Tuesday through Friday were similar to Monday, but at a different ski areas. When we skied at the Diavolezza/Lagalb ski area, we were taken back to Club Med around 1pm so that we could eat lunch at the hotel. Diavolezza and Lagalb had the most spectacular scenery, but very few runs, so the 1pm departure was appropriate.

Sunday morning was the departure day for most Club Med guests, so the lobby was filled with luggage going to different places. It was again imperative that each of our memberís bags had our Club's colorful luggage tags so that we could differentiate our bags from others. The Club Med bellboys sometimes got confused about whose luggage went to which pile, so it was imperative that we had watchers that blocked any non-HSC luggage from our pile, and looked at other piles to move HSC luggage to our pile. By 9:30am we were on our way to Lucerne. The first hour was driving above tree line across passes, switchbacks, and rural towns with narrow roadways where the bus barely was able to pass between buildings. We stopped at a typical Swiss rest area that served high quality meals, fruits, sandwiches, etc. Bathrooms required 1 Swiss Franc or 1 Euro, typical for all rest areas and some towns.

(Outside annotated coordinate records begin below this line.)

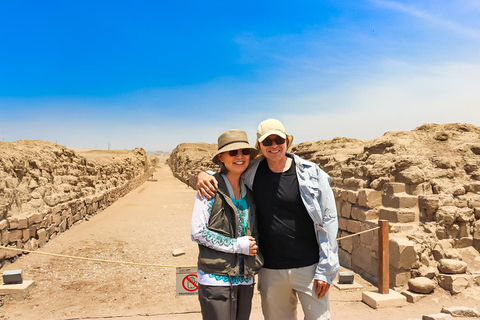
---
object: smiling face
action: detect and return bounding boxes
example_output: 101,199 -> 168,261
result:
218,149 -> 250,174
259,134 -> 287,162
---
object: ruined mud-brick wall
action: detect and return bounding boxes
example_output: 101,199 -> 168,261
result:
293,124 -> 480,293
0,140 -> 157,266
169,124 -> 480,293
168,143 -> 220,189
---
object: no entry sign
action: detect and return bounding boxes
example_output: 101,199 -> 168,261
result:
177,267 -> 198,296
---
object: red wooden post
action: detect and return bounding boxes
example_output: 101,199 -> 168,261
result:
378,220 -> 390,294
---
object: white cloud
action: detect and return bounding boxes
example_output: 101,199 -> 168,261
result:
278,63 -> 480,143
370,0 -> 480,40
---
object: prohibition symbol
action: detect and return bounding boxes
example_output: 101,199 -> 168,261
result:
182,274 -> 198,292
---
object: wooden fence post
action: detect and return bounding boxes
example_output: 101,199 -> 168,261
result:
378,220 -> 390,294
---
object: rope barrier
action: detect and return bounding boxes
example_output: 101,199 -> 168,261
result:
0,246 -> 196,268
337,227 -> 380,241
0,227 -> 388,268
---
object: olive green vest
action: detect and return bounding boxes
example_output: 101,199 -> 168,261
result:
198,173 -> 263,278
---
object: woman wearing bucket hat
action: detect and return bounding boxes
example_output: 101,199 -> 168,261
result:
191,129 -> 263,320
197,119 -> 340,320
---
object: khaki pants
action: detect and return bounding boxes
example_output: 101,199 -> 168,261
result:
258,265 -> 330,320
198,284 -> 254,320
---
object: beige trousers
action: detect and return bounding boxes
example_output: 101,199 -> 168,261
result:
258,265 -> 330,320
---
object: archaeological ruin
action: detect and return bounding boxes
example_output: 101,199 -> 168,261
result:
169,124 -> 480,294
0,140 -> 157,267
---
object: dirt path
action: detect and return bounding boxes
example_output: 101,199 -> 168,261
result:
0,164 -> 480,320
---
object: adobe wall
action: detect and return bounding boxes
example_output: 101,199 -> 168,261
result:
169,124 -> 480,293
0,140 -> 157,266
293,124 -> 480,291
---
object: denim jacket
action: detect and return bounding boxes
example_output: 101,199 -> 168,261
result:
242,153 -> 340,284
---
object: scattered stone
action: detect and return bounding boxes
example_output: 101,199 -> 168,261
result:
422,313 -> 453,320
408,277 -> 435,293
418,266 -> 437,279
172,249 -> 185,257
438,274 -> 473,294
401,290 -> 427,303
442,307 -> 480,318
438,259 -> 467,274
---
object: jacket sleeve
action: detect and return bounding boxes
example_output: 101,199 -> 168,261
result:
315,169 -> 340,284
190,195 -> 250,255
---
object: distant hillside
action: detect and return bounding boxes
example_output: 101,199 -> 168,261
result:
147,151 -> 170,156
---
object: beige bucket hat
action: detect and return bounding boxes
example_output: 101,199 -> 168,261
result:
212,129 -> 258,164
255,119 -> 293,150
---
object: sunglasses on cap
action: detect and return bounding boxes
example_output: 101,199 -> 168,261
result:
228,149 -> 252,157
262,137 -> 285,147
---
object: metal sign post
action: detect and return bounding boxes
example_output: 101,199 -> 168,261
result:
176,267 -> 198,296
378,220 -> 390,294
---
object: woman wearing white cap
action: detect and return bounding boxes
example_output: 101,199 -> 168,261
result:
191,129 -> 263,320
197,119 -> 340,320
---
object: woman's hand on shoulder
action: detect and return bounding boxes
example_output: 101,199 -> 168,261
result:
196,171 -> 218,199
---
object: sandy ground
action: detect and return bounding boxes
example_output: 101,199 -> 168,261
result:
0,159 -> 480,320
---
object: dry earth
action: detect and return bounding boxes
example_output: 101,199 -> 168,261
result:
0,156 -> 480,320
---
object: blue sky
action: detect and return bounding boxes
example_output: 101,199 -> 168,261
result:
0,0 -> 480,151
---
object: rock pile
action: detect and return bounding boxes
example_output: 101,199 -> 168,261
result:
0,140 -> 156,264
170,124 -> 480,293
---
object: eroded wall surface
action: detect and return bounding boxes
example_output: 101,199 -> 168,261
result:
0,140 -> 157,263
170,124 -> 480,292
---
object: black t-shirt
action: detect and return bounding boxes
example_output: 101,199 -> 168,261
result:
253,159 -> 319,269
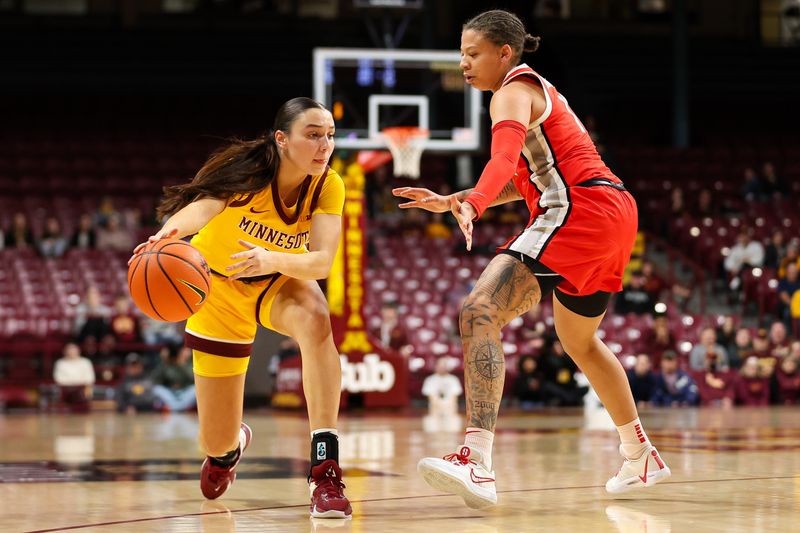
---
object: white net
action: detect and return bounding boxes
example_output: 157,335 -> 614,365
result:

We arrived at the Hotel Waldstatterhof in Lucerne around noon. This was one of the best city hotels that the Club has ever visited. Moderns rooms and a good hot breakfast. The hotel was located right next to the train station and ferry station. About 3 blocks away was the famous Chapel Bridge (right)  and the old town area where all the shopping and sightseeing was located. There were many wrist watch stores, as you would expect in Switzerland. After everyone checked in, which was a quick process, we all fanned out into the city and enjoyed the snowy day. Many people took a day train ride to Basel, a larger Swiss city at lower altitude - so you won't see snow in those pictures, but you will in all the Lucerne pictures.